A romantic comedy, and a New York Times Critics’ Pick, “A Funny Thing…” is, in fact, a hilarious thing about a topic we’d expect to have us weeping. One critic called it, exultantly, “raunchy!” Still it is poignant, tense, alarming and, against all odds, romantic to its core. That is to say it’s deeply human, and it’s the humanity that prevails. Preview night, Nov. 18, benefits the Arizona Oncology Foundation.
Various dates and times, Nov. 18 through Dec. 4, Next Stage Theatre Southwest, Temple of Music and Art Cabaret Theater, 330 S. Scott Avenue, eventbrite.com, $50 benefit, other tickets start at $22. 

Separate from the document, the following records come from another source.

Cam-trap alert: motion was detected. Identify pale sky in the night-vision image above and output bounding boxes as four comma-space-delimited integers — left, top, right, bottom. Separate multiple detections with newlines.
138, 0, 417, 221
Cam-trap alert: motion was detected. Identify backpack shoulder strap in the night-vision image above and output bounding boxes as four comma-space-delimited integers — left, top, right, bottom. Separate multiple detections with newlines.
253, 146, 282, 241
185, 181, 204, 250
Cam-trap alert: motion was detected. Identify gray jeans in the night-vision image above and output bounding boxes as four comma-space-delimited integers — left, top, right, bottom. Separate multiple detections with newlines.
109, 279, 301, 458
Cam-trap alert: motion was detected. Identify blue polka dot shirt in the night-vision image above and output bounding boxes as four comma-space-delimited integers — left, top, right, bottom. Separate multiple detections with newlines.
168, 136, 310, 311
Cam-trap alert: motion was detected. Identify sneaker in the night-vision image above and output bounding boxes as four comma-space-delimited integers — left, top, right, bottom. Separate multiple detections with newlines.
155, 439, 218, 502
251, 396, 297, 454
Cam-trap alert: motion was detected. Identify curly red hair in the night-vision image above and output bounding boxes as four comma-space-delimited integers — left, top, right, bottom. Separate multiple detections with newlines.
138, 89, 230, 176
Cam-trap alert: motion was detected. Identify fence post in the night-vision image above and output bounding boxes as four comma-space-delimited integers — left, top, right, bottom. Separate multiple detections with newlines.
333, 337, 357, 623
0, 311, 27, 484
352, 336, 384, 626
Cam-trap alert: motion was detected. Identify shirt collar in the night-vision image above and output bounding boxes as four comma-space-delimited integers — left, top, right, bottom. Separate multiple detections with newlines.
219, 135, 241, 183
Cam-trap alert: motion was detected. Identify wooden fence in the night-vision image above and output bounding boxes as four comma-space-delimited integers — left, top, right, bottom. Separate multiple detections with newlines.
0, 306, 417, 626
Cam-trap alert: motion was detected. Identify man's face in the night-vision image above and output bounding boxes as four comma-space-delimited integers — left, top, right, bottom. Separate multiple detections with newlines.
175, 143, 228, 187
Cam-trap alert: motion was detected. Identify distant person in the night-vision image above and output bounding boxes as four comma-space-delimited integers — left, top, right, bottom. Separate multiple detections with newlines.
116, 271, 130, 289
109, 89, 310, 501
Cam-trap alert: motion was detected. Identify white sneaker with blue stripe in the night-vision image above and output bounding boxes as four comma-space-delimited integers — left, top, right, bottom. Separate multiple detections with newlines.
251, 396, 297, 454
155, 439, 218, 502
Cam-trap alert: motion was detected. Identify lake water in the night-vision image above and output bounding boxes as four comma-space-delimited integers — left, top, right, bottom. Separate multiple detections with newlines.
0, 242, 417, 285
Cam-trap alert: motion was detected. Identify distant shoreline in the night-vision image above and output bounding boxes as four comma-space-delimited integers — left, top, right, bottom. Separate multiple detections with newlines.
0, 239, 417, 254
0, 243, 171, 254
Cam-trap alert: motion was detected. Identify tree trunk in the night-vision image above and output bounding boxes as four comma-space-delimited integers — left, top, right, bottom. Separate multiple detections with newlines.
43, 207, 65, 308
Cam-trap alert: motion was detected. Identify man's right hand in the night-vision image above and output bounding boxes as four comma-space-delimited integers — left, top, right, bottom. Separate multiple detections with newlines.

Lynn Xu: “And Those Ashen Heaps/That Cantilevered Vase of Moonlight”

Pan-genre artist and poet Lynn Xu makes art with words, in sounds, across space and on three-dimensional media. Over the course of the exhibit, Xu will turn reading into a dance party, hang enormous banners of text, read in Japanese and Spanish and incorporated video, audio and site-specific “interventions” that give 3D space her writing. The exhibition’s title is the name of her book. Xu teaches at Columbia University and has exhibited at the Guggenheim Museum, among other highly regarded spaces.
Various times and dates through Sunday, Jan. 8, Museum of Contemporary Art (MOCA), 265 S. Church Avenue, moca-tucson.org, $7, kids free.